Наметанным глазом Лариса вычислила в разномастной толпе и одиночек , не принадлежавших Кругам, тех, кто пошел на это или из любви к своему кровавому искусству, или из любви к мести. Одиночки скромно пили “Туборг” и “Гёссер”, из закусок предпочитали креветки и морковь по-корейски, держались молчаливо и как-то задумчиво. Среди одиночек преобладали усталые женщины неопределенно пожилого возраста, и торчащие из карманов их твидовых пиджаков “беретты” и “лигнозе” напоминали скорее сувенирные зажигалки, а не настоящее оружие.
“Интересно было бы взглянуть на Истопника, которому меня заказали”, – размышляла Лариса, и от этих размышлений “Негрони” приобрел почему-то вкус дрянного лимонада.
Кто он, Истопник?
Какой он?
С кем он?
И почему она никогда о нем не слышала?
Или это особый шик убийцы – открыться перед жертвой в самый последний момент?

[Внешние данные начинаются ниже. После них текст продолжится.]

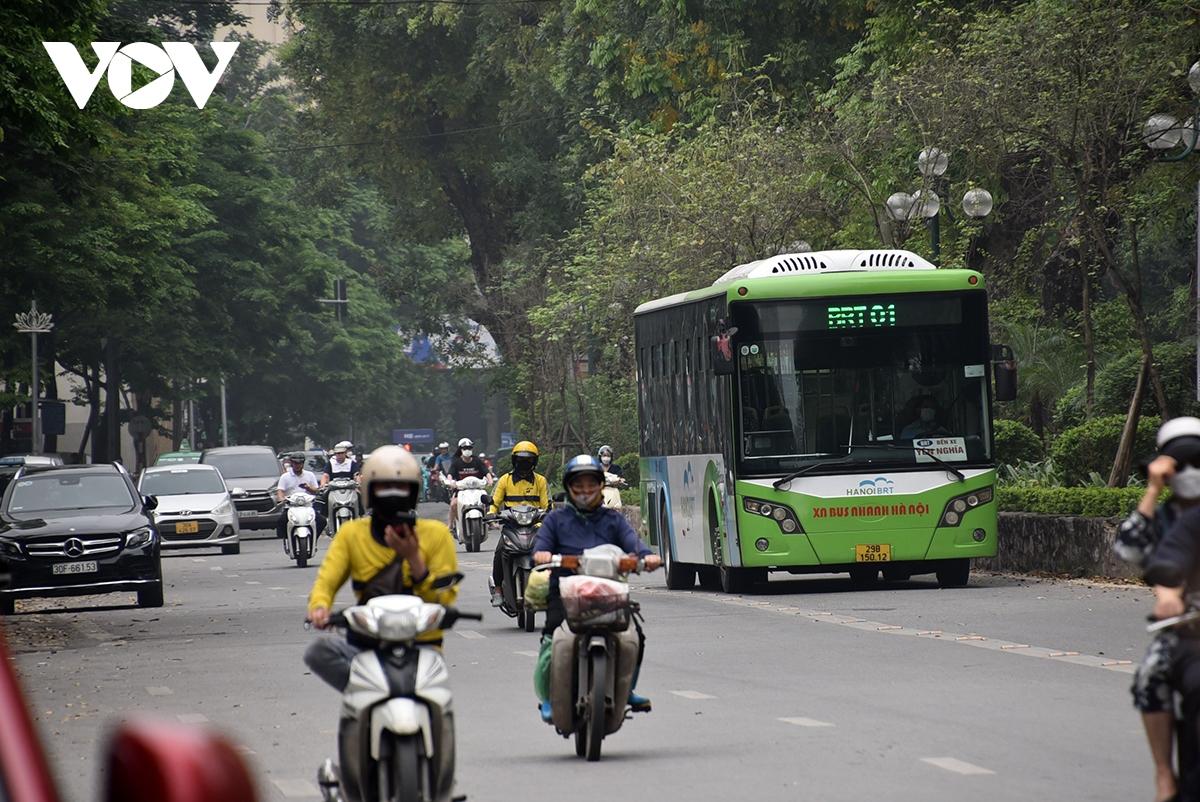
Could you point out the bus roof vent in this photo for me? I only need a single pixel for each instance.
(817, 262)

Она, Лариса Бесприданницева, тоже так умеет.
Вот только жертвой быть не собирается.
Лариса допила коктейль, задушевной улыбкой одарила барменшу и выскользнула из потного барабана бара-буфета.
И попала в шелково-кружевной плен скрипок и флейт.
Однако!
Убийцы, оказывается, не чужды высокому искусству (“Радио Шансон” не в счет)!
На небольшом мраморном подиуме (кругом в витиеватых длинных подсвечниках томно умирают свечи с ароматом гиацинтов) два скрипача и флейтистка с молочной белизны обнаженными плечами выводили незатейливую, как японский иероглиф, мелодию. А невысокая, стеклянной хрупкости девушка с отрешенно неземными глазами тянула хорошо поставленным голосом Эдит Пиаф нечто невероятное, просто запредельное для подобного сборища. На французском языке. Ларису это сначала удивило, а потом она автоматически начала переводить:
А я еще так заживу,
Как в песнях поют,
Как в сказках мечтают об этом!
И в доме моем будут птицы чудесные петь,
И спустятся звезды на крышу,
И небо – на ветви деревьев…
А я еще так заживу
И так засмеюсь, запою, затанцую,
Что все вы поймете – счастливей меня не бывало!
И станете в гости проситься, чтоб греть свои души
У моего очага.
И хлебом пшеничным, и сладким домашним вином
Я буду вас тешить, чтоб жизнью глаза засияли.
Чтоб вы, уходя, лишь мечтали о том, как вернуться.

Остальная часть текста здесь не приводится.